Lo gnocco è storia recente: in Italia (siamo al Nord) sbarca solo tra XVIII e XIX secolo. Forse per questo si porta dietro un’ambiguità etimologica che lo rende un unicum: leggenda narra che la parola derivi da knoch, lemma attribuito ad un fantomatico dialetto lombardo (esistono milanese, comasco, bresciano... non il lombardo) che a sua volta deriverebbe dal germanico knöchel. Entrambi i casi - knoch e knöchel - delineano il concetto di nocca ma knoch non viene mai citato nei più accreditati dizionari dei dialetti lombardi. L’etimologia più plausibile sarebbe dunque latina, nucleus, che designa sia nocciolo sia nucleo.

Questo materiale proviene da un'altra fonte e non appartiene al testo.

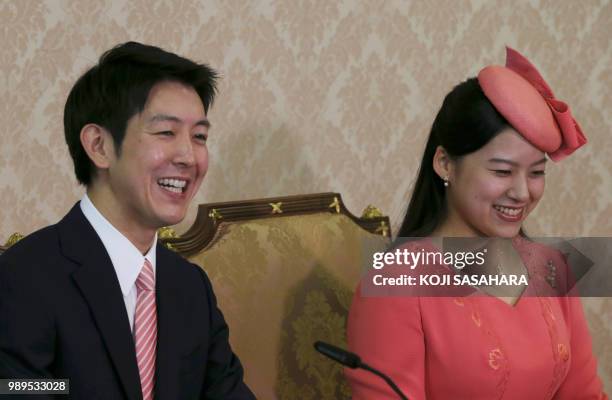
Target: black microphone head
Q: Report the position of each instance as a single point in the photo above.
(342, 356)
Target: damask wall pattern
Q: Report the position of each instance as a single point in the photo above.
(316, 96)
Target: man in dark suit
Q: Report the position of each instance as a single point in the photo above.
(95, 298)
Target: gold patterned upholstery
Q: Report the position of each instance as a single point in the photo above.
(283, 283)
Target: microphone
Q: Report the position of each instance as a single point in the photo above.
(352, 360)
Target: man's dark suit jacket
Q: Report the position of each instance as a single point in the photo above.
(62, 315)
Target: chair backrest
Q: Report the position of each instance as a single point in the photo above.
(284, 271)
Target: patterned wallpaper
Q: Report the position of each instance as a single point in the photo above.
(316, 96)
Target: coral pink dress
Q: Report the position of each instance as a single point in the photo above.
(476, 347)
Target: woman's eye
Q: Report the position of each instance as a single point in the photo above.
(201, 137)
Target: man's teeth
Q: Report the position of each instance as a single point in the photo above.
(513, 212)
(173, 185)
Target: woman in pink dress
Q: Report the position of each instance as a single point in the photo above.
(481, 175)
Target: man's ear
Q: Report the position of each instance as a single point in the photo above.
(443, 164)
(98, 144)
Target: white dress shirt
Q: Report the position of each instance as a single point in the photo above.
(126, 258)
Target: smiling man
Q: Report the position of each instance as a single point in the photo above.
(95, 298)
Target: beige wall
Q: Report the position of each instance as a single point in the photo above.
(316, 96)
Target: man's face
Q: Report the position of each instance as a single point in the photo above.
(162, 161)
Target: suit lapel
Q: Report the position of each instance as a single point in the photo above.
(168, 322)
(100, 288)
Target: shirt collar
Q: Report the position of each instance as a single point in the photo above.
(126, 258)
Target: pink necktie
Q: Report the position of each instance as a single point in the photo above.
(145, 329)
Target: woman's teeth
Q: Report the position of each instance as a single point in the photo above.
(512, 212)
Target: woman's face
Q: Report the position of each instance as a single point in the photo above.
(493, 190)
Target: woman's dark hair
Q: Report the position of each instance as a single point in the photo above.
(466, 122)
(118, 87)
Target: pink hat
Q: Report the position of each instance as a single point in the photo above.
(521, 95)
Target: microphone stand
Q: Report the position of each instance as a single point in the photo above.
(353, 361)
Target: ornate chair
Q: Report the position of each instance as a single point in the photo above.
(284, 272)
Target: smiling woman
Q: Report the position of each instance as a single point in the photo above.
(481, 175)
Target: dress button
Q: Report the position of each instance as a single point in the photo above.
(563, 353)
(476, 318)
(494, 356)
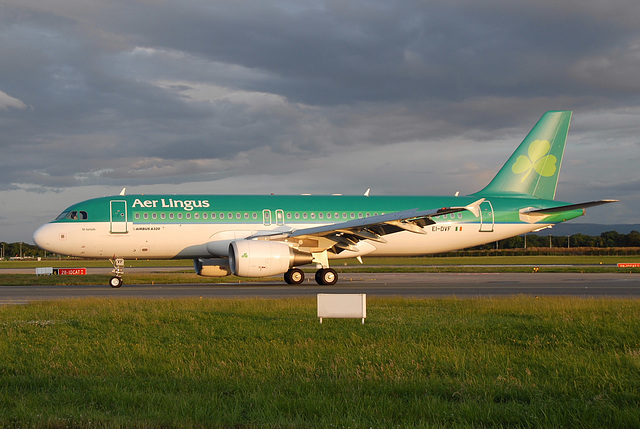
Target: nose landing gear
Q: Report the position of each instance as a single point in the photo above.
(118, 271)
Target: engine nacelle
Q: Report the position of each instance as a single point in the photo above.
(218, 267)
(253, 258)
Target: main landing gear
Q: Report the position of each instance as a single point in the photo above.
(324, 276)
(118, 271)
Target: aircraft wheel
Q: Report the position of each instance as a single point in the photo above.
(294, 276)
(326, 276)
(115, 282)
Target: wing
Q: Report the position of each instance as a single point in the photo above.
(345, 235)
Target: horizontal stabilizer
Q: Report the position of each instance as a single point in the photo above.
(570, 207)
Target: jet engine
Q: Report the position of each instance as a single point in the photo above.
(253, 258)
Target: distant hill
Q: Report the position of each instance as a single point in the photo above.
(593, 229)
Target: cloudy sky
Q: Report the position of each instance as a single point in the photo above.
(294, 96)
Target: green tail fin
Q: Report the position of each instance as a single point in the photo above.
(533, 168)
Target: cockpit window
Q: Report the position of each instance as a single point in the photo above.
(74, 215)
(62, 215)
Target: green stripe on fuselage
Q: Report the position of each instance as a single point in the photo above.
(297, 209)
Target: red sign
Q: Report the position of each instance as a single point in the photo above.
(72, 271)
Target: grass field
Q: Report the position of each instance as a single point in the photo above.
(508, 362)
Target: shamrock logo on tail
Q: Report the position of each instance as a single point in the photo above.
(538, 160)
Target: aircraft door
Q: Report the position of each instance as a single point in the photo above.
(486, 217)
(266, 217)
(118, 217)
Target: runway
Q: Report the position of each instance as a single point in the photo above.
(408, 285)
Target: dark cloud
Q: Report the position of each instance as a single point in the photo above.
(141, 93)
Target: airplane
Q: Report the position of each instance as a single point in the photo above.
(267, 235)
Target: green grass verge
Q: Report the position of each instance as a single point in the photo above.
(506, 362)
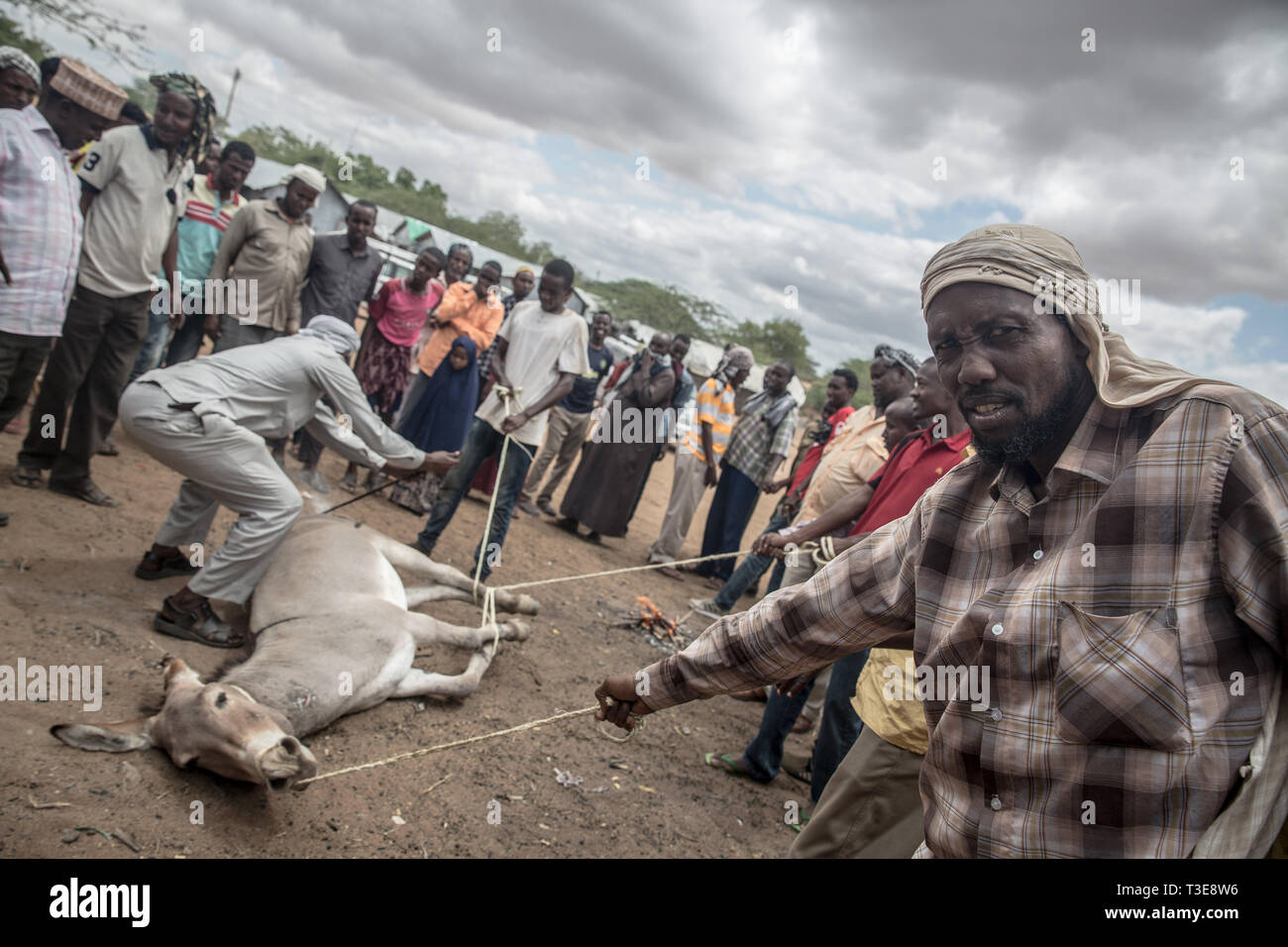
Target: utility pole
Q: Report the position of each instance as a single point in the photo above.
(231, 93)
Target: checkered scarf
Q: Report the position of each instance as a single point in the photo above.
(202, 124)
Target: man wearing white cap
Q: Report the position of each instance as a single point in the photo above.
(40, 221)
(133, 193)
(269, 243)
(20, 78)
(1096, 600)
(209, 419)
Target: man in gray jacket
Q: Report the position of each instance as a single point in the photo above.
(209, 420)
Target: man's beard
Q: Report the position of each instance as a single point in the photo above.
(1034, 432)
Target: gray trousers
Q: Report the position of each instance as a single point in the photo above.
(223, 464)
(21, 357)
(565, 436)
(687, 491)
(86, 372)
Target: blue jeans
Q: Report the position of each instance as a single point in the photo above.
(837, 731)
(481, 442)
(150, 356)
(751, 569)
(730, 509)
(840, 725)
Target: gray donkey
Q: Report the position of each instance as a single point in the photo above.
(333, 637)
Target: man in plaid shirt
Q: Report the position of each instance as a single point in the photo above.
(1115, 558)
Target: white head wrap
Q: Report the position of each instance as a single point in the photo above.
(1038, 262)
(335, 333)
(309, 175)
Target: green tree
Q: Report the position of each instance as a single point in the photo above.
(117, 38)
(12, 35)
(777, 341)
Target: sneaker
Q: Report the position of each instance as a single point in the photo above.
(707, 608)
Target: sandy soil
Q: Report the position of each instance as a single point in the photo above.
(67, 595)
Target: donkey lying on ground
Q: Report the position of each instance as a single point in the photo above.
(333, 637)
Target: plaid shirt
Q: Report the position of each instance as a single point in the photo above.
(752, 441)
(40, 224)
(1129, 611)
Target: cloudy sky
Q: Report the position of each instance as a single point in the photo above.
(831, 147)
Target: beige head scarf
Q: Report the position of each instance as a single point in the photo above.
(1044, 264)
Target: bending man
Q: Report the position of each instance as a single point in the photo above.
(209, 420)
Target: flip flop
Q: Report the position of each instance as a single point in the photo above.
(211, 631)
(175, 566)
(728, 763)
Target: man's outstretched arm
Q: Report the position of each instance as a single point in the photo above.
(857, 600)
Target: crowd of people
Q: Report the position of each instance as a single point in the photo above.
(1096, 538)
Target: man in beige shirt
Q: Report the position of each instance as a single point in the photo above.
(269, 244)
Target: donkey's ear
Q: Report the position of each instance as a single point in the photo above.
(114, 737)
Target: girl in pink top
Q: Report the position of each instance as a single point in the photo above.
(394, 321)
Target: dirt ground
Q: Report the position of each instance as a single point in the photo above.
(67, 595)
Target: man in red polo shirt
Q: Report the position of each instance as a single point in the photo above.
(917, 463)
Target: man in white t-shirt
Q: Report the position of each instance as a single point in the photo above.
(540, 352)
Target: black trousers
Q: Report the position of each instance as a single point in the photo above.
(86, 373)
(21, 357)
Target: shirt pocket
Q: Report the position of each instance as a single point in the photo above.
(1120, 680)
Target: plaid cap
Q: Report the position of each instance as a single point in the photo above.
(88, 88)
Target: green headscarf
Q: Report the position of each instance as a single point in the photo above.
(204, 120)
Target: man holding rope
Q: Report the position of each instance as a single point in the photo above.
(209, 419)
(540, 352)
(1115, 556)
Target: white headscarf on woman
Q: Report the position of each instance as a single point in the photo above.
(335, 333)
(1046, 265)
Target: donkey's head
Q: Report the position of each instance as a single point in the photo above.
(217, 727)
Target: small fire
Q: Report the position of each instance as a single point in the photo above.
(653, 620)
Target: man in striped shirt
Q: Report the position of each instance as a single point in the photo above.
(211, 204)
(698, 455)
(1096, 596)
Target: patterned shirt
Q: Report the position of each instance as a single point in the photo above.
(40, 224)
(1128, 609)
(715, 407)
(752, 441)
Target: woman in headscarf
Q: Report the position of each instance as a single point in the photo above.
(618, 458)
(441, 416)
(197, 141)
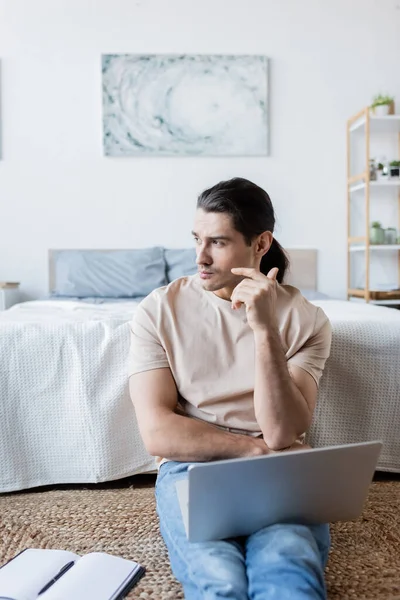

Fermo restando l’irrisolvibile mistero sull’origine dello gnocco, è evidente come nocca, nocciolo e nucleo da un punto di vista semantico afferiscano al concetto di inscalfibile. Lo gnocco è dritto ed è uno soltanto: 2 centimetri di diametro e 3 di lunghezza, rigati uno per uno con forchetta.

Poche balle: gli gnocchetti non esistono, meglio cambiar nome a quelle palline di piombo che negano l’essenza stessa della pietanza (roba da fichetti romani e milanesi). Lo gnocco semmai è gnoccone, ha un corpo che si impone, come quelli che impastava zia Anna, gioiosa nell’ustionarsi le mani che volavano sulla spianatoia: le patate, è fondamentale, vanno lavorate quando sono ancora bollenti. Poi farina, sale e stop: l’uovo serve solo a chi gli gnocchi non li sa fare.